The formats listed in this section are used by Athena for reading data. For information about formats that Athena uses for writing data when it runs CTAS queries, see Creating a table from query results (CTAS).

To create tables and query data in these formats in Athena, specify a serializer-deserializer class (SerDe) so that Athena knows which format is used and how to parse the data.

This table lists the data formats supported in Athena and their corresponding SerDe libraries.

A SerDe is a custom library that tells the data catalog used by Athena how to handle the data. You specify a SerDe type by listing it explicitly in the ROW FORMAT part of your CREATE TABLE statement in Athena. In some cases, you can omit the SerDe name because Athena uses some SerDe types by default for certain types of data formats.

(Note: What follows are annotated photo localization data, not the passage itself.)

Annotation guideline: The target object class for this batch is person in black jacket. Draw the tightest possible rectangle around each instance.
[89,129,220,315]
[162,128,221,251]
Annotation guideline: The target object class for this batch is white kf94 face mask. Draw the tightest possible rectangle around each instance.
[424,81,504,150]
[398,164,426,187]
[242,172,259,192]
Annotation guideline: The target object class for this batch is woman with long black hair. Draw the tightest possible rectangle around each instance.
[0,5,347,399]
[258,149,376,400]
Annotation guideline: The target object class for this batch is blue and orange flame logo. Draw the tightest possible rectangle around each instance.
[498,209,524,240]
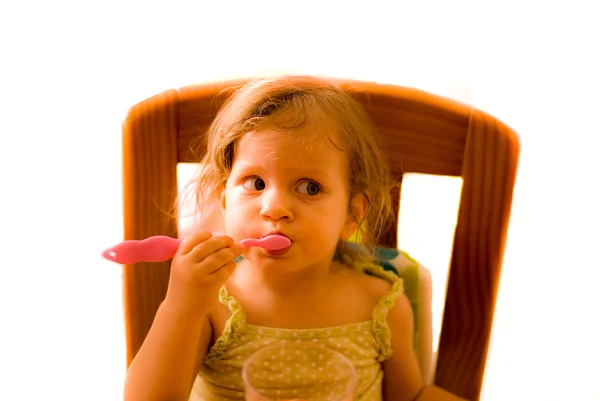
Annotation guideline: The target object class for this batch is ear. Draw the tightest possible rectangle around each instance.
[341,192,370,240]
[218,185,227,213]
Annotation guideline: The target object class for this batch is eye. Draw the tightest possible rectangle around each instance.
[242,177,266,191]
[297,180,320,196]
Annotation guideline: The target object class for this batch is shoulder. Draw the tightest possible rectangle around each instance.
[386,290,414,333]
[354,265,413,331]
[333,262,405,311]
[335,262,392,295]
[344,263,413,333]
[358,270,395,304]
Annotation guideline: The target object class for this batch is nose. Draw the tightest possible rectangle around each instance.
[260,187,294,222]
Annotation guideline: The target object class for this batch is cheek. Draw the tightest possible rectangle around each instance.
[223,211,245,239]
[314,200,349,234]
[222,189,253,229]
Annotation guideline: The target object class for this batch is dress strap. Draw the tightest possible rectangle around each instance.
[204,285,247,365]
[360,263,405,361]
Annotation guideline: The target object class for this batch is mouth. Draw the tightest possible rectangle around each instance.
[264,246,291,257]
[263,231,289,239]
[262,232,292,256]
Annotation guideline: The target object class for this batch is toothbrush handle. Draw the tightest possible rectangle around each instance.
[102,236,183,264]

Supported data formats and SerDes
Data format Description SerDe types supported in Athena
Amazon Ion Amazon Ion is a richly-typed, self-describing data format that is a superset of JSON, developed and open-sourced by Amazon. Use the Amazon Ion Hive SerDe.

Apache Avro

A format for storing data in Hadoop that uses JSON-based schemas for record values.

Use the Avro SerDe.

Apache Parquet

A format for columnar storage of data in Hadoop.

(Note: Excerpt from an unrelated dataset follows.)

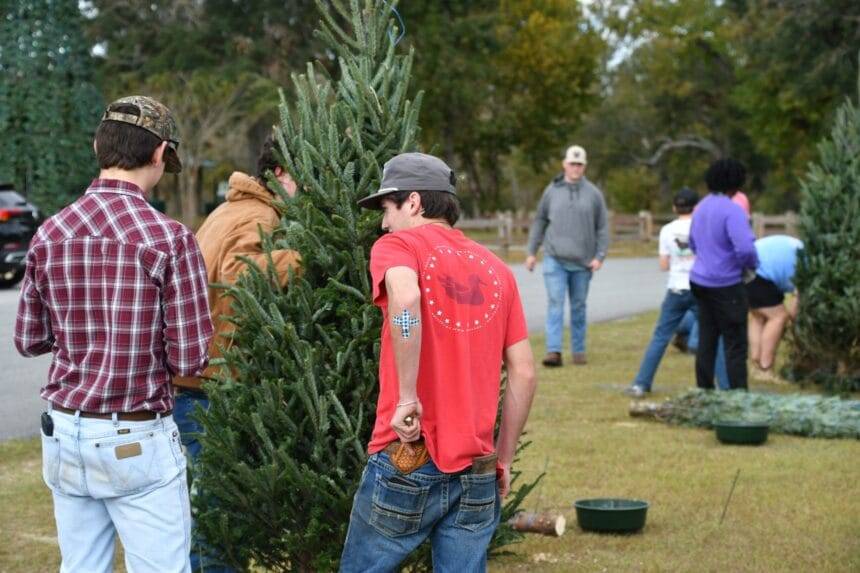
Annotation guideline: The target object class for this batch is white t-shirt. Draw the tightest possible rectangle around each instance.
[659,218,694,291]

Use the Parquet SerDe and SNAPPY compression.

Apache WebServer logs

A format for storing logs in Apache WebServer.

Use the Grok SerDe or Regex SerDe.

CloudTrail logs

A format for storing logs in CloudTrail.

CSV (Comma-Separated Values)

For data in CSV, each line represents a data record, and each record consists of one or more fields, separated by commas.

Custom-Delimited

For data in this format, each line represents a data record, and records are separated by a custom single-character delimiter.

Use the LazySimpleSerDe for CSV, TSV, and custom-delimited files and specify a custom single-character delimiter.

JSON (JavaScript Object Notation)

For JSON data, each line represents a data record, and each record consists of attribute-value pairs and arrays, separated by commas.

Logstash logs

A format for storing logs in Logstash.

Use the Grok SerDe.

ORC (Optimized Row Columnar)

A format for optimized columnar storage of Hive data.

Use the ORC SerDe and ZLIB compression.

TSV (Tab-Separated Values)

For data in TSV, each line represents a data record, and each record consists of one or more fields, separated by tabs.

Use the LazySimpleSerDe for CSV, TSV, and custom-delimited files and specify the separator character as FIELDS TERMINATED BY '\t'.